On 9/17/21 14:31, Vermaas, Josh wrote:
> Hi Vlad,
> I've run NAMD on 4000 nodes, and it'll scale just fine (although the system was much larger than 500k atoms!). There are a few gotchas involved with multinode GPU NAMD. In no particular order:
> 1. This is an SMP build, yeah? Straight MPI builds with CUDA support are *possible* to build, but perform terribly relative to their SMP bretheren
> 2. I've found that each node performs best when a GPU gets its own rank/task that command dedicated CPUs. On the local resources here at MSU, that looks something like this:
> #!/bin/bash
> #SBATCH --gres=gpu:4 #4 GPUs per node
> #SBATCH --nodes=2
> #SBATCH --ntasks-per-node=4 #Number of tasks per node should match the number of GPUs
> #SBATCH --cpus-per-task=12 #48 CPUs total, means each task gets 12
> #SBATCH --gpu-bind=single:1 #Bind the GPU to a single task. Prevents a CPU from trying to distribute work over multiple GPUs, and lowers PCIE contention
> module use /mnt/home/vermaasj/modules
> module load NAMD/2.14-gpu
> #other modules are loaded automatically by the NAMD module.

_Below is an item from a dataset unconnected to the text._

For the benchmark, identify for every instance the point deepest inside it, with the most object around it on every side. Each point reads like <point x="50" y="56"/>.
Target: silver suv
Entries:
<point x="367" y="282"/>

> srun namd2 +ppn 11 +ignoresharing configfile.namd > logfile.log
> #With this setup, NAMD sees 8 logical nodes, 4 from each physical node.
> 3. Set expectations appropriately. 10 nodes with 4 GPUs each = 40 GPUs. If the only thing you were doing is simulating 500k atoms (no replicas or anything), each GPU is responsible for ~10k atoms. There are two layers of communication for NAMD 2.14 on GPUs, transfers across the PCIe bus between GPU and CPU every timestep, and communication between logical nodes whenever pairlists get recomputed. If there isn't enough work for each GPU to do, those extra communication steps are going to murder performance. TLDR, at some point the scaling will break down, and for a system that small, it might happen before you think it will.
> 4. If the simulations you are planning are going to be regular equilibrium simulations, NAMD3 will likely be faster on modern hardware, as it eliminates CPU-GPU communication at most timesteps.
> -Josh
> On 9/17/21, 6:44 AM," on behalf of Vlad Cojocaru" < on behalf of> wrote:
> Dear all,
> We have been doing some tests with the CUDA (11 I believe) accelerated
> version of NAMD 2.14 on a remote supercomputer. On 1 node (96 threads, 4
> GPUs), we see a 10 fold acceleration compared to a non-CUDA NAMD 2.14.
> There is a decent scaling between 1 and 2 GPUs but from 2 to 4 GPUs
> almost no scaling. The simulation (classical MD) time per day for 500K
> atoms is similar to what expected (comparable to what is published on
> the NAMD website).
> However, for a large scale project, the supercomputer site requires
> scaling up to at least 10 nodes. And we are not able to get any scaling
> to more than 1 node. In fact, as soon as running on 2 nodes (with 4 GPUs
> each), the performance is getting worse than on a single node.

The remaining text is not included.